Marce Catlett The Force of a Story takes a life we’ve visited with previously and then visits with it for a while, learning how the story of Andy Catlett was really a continuation of a story in which his grandfather Marce and his father Wheeler had been swept up in prior. This is a theme in Berry’s writings, really: “there’s always more to tell than can be told.” Readers who have delved into the Port William series know that no matter how stirring one particular story within it, the story always grows in richness when other Port William stories are read alongside it, for we begin learning the history of these people and their town. Marce Catlett goes for that effect in a single volume, as we follow the plight of independent farmers from the turn of the 20th century to the time of Andy Catlett, a man whose life has previously been used to shine a light on the community’s ‘dismemberment’. We already know that Andy goes to college and begins to learn of ‘modern agriculture’, only to walk away in disgust after realizing its methods are divorced from the land and particular the love of it – bearing more resemblance to industrialism than stewardship and husbandry. Marce Catlett goes a bit deeper, though, taking us back to a day in 1907 where a man’s entire year of labor, care, and pain disappeared at the auction-house – prices driven so low by one buyer eating up all the others that the crop appears to have not been worth planting at all. This connects to the later theme of Port William books – the brutalization of farming and of towns like Port William by those whose only motivation is the efficient ‘use’ of land, not its care. This was like many Port William stories, beautiful, tragic, and humane. Unusually, though, towards the end it slides into what sounds like one of Berry’s many essays, but one lightly illustrated by Andy, Wheeler, and Marce’s lives.

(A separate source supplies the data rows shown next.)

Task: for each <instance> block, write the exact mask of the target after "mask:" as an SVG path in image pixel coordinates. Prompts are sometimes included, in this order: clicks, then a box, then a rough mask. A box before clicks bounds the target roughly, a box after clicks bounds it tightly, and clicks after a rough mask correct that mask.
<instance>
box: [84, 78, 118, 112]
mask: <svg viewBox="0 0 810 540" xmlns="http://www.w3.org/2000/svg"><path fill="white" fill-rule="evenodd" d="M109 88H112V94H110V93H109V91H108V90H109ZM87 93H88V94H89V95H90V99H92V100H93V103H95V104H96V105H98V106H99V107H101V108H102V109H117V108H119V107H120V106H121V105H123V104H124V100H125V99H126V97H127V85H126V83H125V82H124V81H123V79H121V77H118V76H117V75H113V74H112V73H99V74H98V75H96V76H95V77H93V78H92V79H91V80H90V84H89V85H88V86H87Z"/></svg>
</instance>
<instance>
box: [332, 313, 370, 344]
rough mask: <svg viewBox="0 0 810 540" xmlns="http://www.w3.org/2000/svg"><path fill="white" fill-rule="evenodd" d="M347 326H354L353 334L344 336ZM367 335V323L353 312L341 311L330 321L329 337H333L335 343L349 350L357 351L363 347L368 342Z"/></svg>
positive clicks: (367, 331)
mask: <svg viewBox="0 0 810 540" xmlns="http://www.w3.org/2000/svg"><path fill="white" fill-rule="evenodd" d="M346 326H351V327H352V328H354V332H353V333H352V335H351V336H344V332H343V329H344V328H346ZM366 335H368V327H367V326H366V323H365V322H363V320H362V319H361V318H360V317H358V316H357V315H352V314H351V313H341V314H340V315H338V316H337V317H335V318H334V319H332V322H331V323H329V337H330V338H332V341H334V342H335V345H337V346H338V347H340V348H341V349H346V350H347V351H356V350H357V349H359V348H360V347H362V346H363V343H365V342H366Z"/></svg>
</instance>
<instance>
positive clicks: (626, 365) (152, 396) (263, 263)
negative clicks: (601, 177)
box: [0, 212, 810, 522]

So in their memories the way went: a passage through the dark, undertaken familiarly by men of their kind in their time. So Marce remembered it to Wheeler, who told it to Andy, who in a world radically changed needed a long time and great care to imagine what he heard, but as he has imagined it he has passed it on to his children, for the story has been, as it stil is, a force and light in their place.
“[Hers] was an old mind, as he would come to understand. It was contemporary insofar as it had acquired the knowledge of younger people, but it was also continuous with minds that had come and gone long before hers.
For [Marce], morality began with a mortal fear of the waste of daylight, particularly of the morning light. He believed with the passion of old custom and his own long observance that at four o’clock in the morning, a man should be awake, on his feet, and at athe barn, caring for what needed care, feeding what needed to be fed.
In those days nobody knew he was a boy who belonged to a story. In those days he did not know it himself.
Port William’s fatal mistake was its failure to value itself at the rate of its affection for itself. Gradually it had learned to value itself as outsiders — as the nation — valued it: as a ‘nowhere place’, a place at the end of the wrong direction. So far as Andy has learned, the Old Order Amish, alone in all the country, have had the wisdom – the divine wisdom, it may be — to give to their own communities a value always primary and preserved by themselves.
As people have grown helpless and lonely, they have come to be governed by those most wealthy, who rule by the purchase of nominal representatives, who, having no longer the use of their own minds, do not know and cannot imagine the actual country by the ruin of which they and their constituents actually live.